Rosing sang on the original BBC recording of Teddy Bears' Picnic as well as In a Little Gypsy Tea Room. Another of his notable records was the Ray Noble Orchestra's recording of Try a Little Tenderness, the first recording of this well-covered song. Rosing recorded more than one hundred sides with various English bands, including Spike Hughes and His Decca-Dents, the Jack Payne Orchestra, Jack Hylton's Orchestra and Rosing's own Radio Rhythm Rascals, before moving to the United States of America in the later 1930s.

Rosing married the English actress Meriel Carrington in 1932. They had a daughter, the artist Anna Edouard.

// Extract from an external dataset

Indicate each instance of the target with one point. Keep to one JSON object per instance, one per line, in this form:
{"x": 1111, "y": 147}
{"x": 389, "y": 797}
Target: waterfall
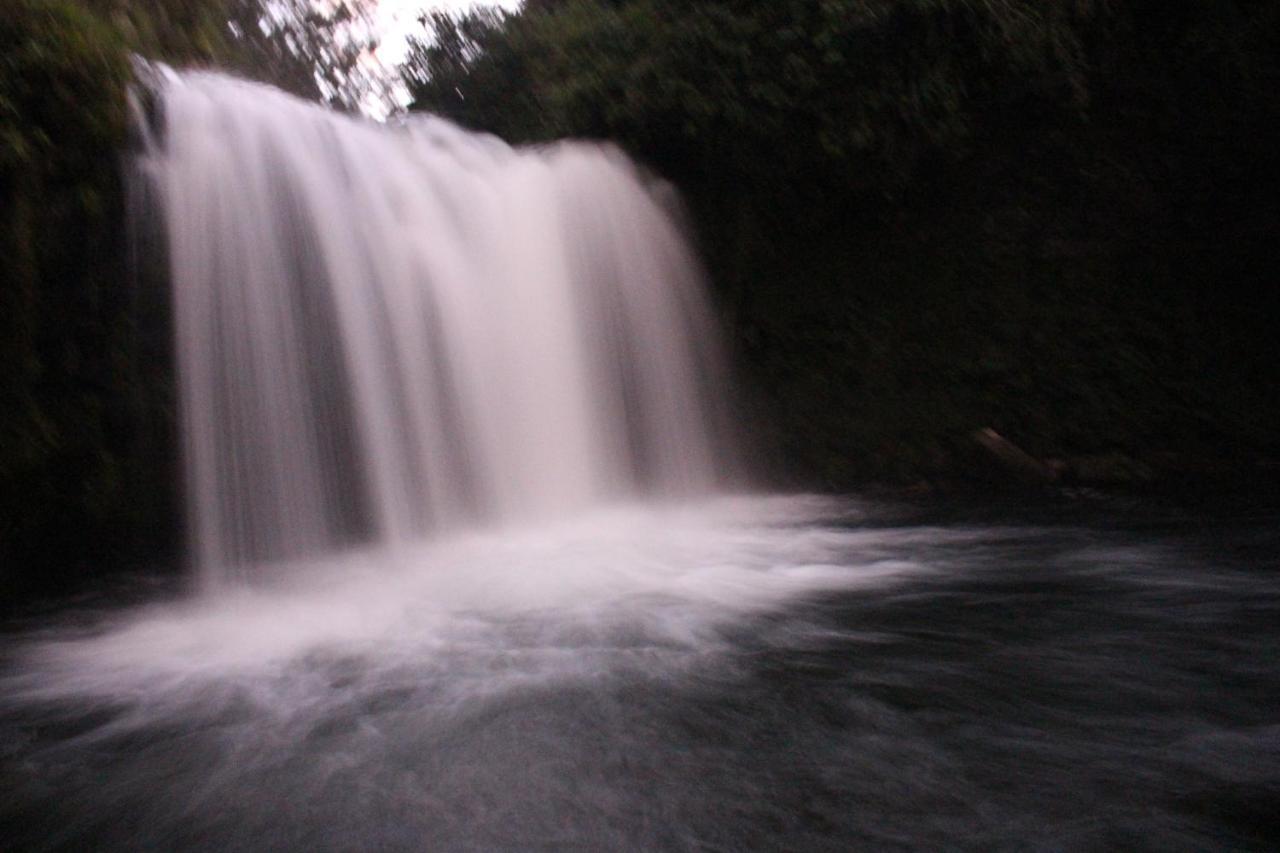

In 1938, Rosing moved to America at the urging of Louis B. Mayer, who renamed him "Gilbert Russell", with hopes of making Rosing the "English Bing Crosby." His years at MGM were uneventful, and after his stint with the studio, Rosing sang and acted in musicals and light operas around the country. Making the transition from pop to "legitimate" singer, Rosing legally changed his name to Gilbert Russell and sang in the Chicago Theater of the Air, the NY Opera Company, and the San Francisco Opera. In 1953, Rosing married secondly Marilyn Pendry, a dancer in movies such as "White Christmas" and "An American in Paris." The couple had one daughter, Claudia Russell, before divorcing. In 1961 Rosing married June Baum, a singer and actress.

In the 1960s, Rosing worked as one of Hollywood's top vocal coaches, with students that included Natalie Wood, George Chakiris, June Lockhart and Tina Louise.

Rosing died of cancer in 1969 at the age of 59 and is buried at Eden Cemetery in Los Angeles.